Musova, Z; Kaiserova, M; Kriegova, E; Fillerova, R; Vasovcak, P; Santava, A; Mensikova, K; Zumrova, A; Krepelova, A; Sedlacek, Z; Kanovsky, P. Cerebellum. 2014 Jun;13(3):331–7. doi: 10.1007/s12311-013-0538-z. IF: 2.864
Mgr. Zuzana Mušová, Department of Biology and Medical Genetics
Spinocerebellar ataxia type 28 (SCA28) is an autosomal dominant neurodegenerative disorder caused by missense AFG3L2 mutations. To examine the occurrence of SCA28 in the Czech Republic, we screened 288 unrelated ataxic patients with hereditary (N = 49) and sporadic or unknown (N = 239) form of ataxia for mutations in exons 15 and 16, the AFG3L2 mutation hotspots. A single significant variant, frameshift mutation c.1958dupT leading to a premature termination codon, was identified in a patient with slowly progressive speech and gait problems starting at the age of 68 years. Neurological examination showed cerebellar ataxia, mild Parkinsonian features with predominant bradykinesia, polyneuropathy of the lower limbs, and cognitive decline. However, other common SCA28 features like pyramidal tract signs (lower limb hyperreflexia, positive Babinski sign), ophthalmoparesis or ptosis were absent.

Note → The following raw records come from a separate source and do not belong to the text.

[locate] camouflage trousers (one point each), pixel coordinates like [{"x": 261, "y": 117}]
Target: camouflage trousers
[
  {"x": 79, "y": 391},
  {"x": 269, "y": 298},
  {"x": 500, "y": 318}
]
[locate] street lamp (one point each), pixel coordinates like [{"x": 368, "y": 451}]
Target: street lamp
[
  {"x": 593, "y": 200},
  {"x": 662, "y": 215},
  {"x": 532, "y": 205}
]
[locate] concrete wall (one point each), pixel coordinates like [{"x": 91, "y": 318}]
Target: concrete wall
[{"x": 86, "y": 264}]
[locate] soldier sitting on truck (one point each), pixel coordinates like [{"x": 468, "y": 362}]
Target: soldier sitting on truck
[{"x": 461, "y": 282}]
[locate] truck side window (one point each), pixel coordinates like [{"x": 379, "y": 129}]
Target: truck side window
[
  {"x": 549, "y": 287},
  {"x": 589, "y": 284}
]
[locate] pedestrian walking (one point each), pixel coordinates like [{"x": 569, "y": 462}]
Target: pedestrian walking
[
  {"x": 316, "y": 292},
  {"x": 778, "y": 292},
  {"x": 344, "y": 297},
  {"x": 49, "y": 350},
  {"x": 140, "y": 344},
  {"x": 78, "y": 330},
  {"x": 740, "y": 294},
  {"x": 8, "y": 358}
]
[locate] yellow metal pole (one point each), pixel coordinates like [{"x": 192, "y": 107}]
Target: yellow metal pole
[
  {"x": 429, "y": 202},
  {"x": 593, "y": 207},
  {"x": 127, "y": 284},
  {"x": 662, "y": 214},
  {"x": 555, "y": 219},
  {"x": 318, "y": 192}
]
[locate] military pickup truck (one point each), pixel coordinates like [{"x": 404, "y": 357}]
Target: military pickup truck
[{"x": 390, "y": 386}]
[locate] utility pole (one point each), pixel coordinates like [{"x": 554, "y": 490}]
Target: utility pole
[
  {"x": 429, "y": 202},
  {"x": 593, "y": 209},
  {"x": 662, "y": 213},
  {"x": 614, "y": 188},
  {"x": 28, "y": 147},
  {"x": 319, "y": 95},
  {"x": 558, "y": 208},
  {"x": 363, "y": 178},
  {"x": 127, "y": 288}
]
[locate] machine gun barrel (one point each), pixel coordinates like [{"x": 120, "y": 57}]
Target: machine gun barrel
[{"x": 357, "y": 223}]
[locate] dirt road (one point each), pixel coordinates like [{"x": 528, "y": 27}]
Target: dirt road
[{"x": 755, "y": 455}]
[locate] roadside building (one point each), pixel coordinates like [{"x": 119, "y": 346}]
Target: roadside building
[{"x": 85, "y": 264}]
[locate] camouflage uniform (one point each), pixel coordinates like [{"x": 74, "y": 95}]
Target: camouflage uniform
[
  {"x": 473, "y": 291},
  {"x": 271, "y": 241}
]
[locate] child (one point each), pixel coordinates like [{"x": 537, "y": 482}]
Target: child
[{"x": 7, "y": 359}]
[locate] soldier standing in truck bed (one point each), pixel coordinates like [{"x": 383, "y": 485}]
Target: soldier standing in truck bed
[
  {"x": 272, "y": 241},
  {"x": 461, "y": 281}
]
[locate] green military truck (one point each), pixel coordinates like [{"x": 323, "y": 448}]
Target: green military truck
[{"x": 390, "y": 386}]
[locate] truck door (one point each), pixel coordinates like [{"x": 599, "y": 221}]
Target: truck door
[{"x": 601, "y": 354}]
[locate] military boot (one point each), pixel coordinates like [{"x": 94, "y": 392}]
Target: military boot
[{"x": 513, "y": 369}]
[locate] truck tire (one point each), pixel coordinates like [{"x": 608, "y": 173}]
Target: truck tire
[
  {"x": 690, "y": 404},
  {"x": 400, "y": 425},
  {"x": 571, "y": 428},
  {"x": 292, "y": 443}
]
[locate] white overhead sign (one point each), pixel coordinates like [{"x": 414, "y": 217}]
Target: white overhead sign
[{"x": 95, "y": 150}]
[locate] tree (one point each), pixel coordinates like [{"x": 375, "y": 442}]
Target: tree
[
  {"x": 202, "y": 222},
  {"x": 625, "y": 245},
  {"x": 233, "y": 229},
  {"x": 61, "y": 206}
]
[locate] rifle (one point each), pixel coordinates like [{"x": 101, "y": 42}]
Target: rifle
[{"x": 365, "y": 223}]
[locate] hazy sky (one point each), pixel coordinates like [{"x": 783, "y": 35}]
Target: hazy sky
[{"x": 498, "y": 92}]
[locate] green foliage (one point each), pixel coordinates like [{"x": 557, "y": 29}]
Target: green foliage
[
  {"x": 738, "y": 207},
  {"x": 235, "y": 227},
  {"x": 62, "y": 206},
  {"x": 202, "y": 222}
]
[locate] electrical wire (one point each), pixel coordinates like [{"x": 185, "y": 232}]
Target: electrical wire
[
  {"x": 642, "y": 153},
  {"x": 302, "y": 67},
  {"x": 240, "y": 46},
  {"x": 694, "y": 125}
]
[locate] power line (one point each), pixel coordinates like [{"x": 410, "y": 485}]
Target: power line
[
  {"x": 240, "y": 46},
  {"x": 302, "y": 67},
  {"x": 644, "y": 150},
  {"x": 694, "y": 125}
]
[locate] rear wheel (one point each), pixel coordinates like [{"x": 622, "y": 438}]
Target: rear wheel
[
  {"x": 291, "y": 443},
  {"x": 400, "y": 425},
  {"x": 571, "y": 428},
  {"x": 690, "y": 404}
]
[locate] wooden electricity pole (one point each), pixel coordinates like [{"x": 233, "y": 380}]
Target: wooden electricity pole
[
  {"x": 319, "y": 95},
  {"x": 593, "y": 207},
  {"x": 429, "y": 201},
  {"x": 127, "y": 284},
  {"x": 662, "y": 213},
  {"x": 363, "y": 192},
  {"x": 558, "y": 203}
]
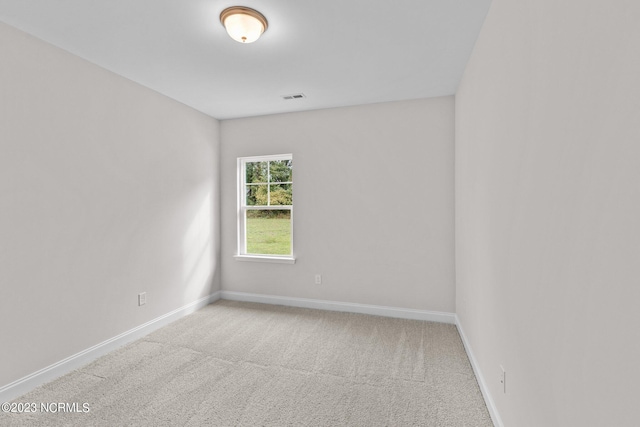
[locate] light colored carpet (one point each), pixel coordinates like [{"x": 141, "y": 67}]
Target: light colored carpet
[{"x": 245, "y": 364}]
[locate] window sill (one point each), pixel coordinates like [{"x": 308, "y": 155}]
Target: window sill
[{"x": 264, "y": 258}]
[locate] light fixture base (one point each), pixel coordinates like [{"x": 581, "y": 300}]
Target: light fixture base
[{"x": 243, "y": 24}]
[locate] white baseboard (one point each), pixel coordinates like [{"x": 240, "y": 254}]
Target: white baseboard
[
  {"x": 377, "y": 310},
  {"x": 28, "y": 383},
  {"x": 493, "y": 411}
]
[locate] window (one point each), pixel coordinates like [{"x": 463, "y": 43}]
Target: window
[{"x": 265, "y": 208}]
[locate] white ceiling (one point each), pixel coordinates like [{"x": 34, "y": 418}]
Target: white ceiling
[{"x": 336, "y": 52}]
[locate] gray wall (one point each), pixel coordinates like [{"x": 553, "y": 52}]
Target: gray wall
[
  {"x": 373, "y": 203},
  {"x": 107, "y": 189},
  {"x": 548, "y": 210}
]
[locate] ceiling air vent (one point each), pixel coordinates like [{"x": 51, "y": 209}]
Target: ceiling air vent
[{"x": 294, "y": 96}]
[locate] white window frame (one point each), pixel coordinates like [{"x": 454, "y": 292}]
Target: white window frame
[{"x": 241, "y": 216}]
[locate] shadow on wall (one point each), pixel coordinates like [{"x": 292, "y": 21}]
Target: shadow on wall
[{"x": 199, "y": 263}]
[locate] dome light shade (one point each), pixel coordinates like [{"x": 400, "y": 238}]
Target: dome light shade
[{"x": 243, "y": 24}]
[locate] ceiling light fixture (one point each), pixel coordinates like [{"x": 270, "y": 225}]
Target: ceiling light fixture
[{"x": 243, "y": 24}]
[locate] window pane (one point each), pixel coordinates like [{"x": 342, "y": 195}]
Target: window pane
[
  {"x": 280, "y": 194},
  {"x": 257, "y": 195},
  {"x": 255, "y": 172},
  {"x": 268, "y": 232},
  {"x": 280, "y": 171}
]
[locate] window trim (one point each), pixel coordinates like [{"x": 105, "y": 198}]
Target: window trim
[{"x": 241, "y": 244}]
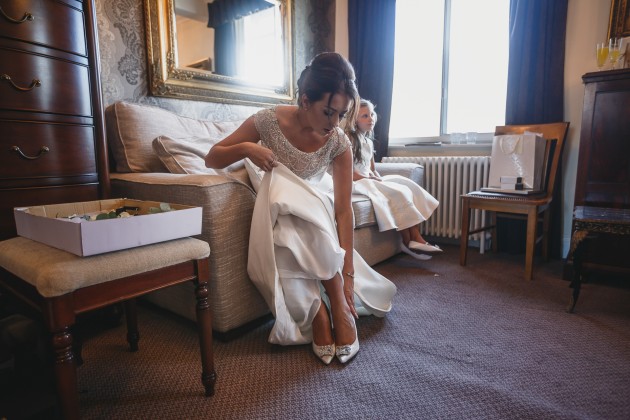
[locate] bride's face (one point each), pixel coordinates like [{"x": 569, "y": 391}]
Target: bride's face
[{"x": 326, "y": 114}]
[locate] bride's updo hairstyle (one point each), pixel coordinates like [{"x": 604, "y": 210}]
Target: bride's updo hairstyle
[{"x": 329, "y": 72}]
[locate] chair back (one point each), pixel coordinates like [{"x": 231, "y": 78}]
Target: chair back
[{"x": 555, "y": 134}]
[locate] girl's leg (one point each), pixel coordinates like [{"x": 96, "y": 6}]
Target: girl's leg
[
  {"x": 345, "y": 331},
  {"x": 406, "y": 236},
  {"x": 415, "y": 235}
]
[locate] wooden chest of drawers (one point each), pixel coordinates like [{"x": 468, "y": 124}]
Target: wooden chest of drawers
[{"x": 52, "y": 138}]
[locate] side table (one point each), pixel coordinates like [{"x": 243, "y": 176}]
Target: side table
[
  {"x": 586, "y": 222},
  {"x": 62, "y": 285}
]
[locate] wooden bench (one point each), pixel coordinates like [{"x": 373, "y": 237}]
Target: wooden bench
[{"x": 62, "y": 285}]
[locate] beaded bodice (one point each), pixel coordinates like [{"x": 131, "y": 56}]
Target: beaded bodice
[{"x": 306, "y": 165}]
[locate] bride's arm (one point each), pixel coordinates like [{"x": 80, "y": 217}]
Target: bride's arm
[
  {"x": 342, "y": 182},
  {"x": 242, "y": 143}
]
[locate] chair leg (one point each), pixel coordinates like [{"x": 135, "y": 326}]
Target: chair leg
[
  {"x": 493, "y": 231},
  {"x": 530, "y": 246},
  {"x": 463, "y": 242},
  {"x": 545, "y": 234}
]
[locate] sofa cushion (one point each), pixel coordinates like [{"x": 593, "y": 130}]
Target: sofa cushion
[
  {"x": 186, "y": 156},
  {"x": 131, "y": 129}
]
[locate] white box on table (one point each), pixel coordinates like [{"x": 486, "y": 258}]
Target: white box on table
[{"x": 50, "y": 224}]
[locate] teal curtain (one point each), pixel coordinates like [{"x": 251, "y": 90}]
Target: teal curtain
[
  {"x": 535, "y": 94},
  {"x": 371, "y": 33}
]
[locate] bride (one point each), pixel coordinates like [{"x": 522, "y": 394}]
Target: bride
[{"x": 301, "y": 244}]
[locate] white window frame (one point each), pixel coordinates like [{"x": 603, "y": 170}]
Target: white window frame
[{"x": 483, "y": 139}]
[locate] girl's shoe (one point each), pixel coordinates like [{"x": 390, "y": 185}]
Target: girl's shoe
[
  {"x": 347, "y": 352},
  {"x": 324, "y": 353},
  {"x": 417, "y": 256},
  {"x": 424, "y": 247}
]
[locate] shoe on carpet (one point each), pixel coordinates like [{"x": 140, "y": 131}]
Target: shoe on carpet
[
  {"x": 424, "y": 247},
  {"x": 423, "y": 257}
]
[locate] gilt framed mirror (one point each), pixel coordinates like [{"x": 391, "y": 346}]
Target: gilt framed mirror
[{"x": 209, "y": 51}]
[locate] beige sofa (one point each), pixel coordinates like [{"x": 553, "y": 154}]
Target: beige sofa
[{"x": 157, "y": 155}]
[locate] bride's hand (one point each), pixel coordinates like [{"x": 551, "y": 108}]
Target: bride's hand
[{"x": 263, "y": 158}]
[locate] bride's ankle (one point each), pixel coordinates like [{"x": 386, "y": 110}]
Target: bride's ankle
[
  {"x": 322, "y": 329},
  {"x": 345, "y": 330}
]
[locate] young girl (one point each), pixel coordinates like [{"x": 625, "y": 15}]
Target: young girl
[{"x": 399, "y": 203}]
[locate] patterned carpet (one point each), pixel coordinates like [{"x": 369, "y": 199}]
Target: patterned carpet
[{"x": 474, "y": 342}]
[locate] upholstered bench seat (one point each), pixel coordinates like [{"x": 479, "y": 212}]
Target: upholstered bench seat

The mutation was also found in a patient's unaffected daughter in whom a targeted examination at 53 years of age revealed mild imbalance signs. RNA analysis showed a decreased ratio of the transcript from the mutated AFG3L2 allele relative to the normal transcript in the peripheral lymphocytes of both patients. The ratio was increased by puromycin treatment, indicating that the mutated transcript can be degraded via nonsense-mediated RNA decay. The causal link between the mutation and the phenotype of the patient is currently unclear but a pathogenic mechanism based on AFG3L2 haploinsufficiency rather than the usual dominant-negative effect of missense AFG3L2 mutations reported in SCA28, cannot be excluded.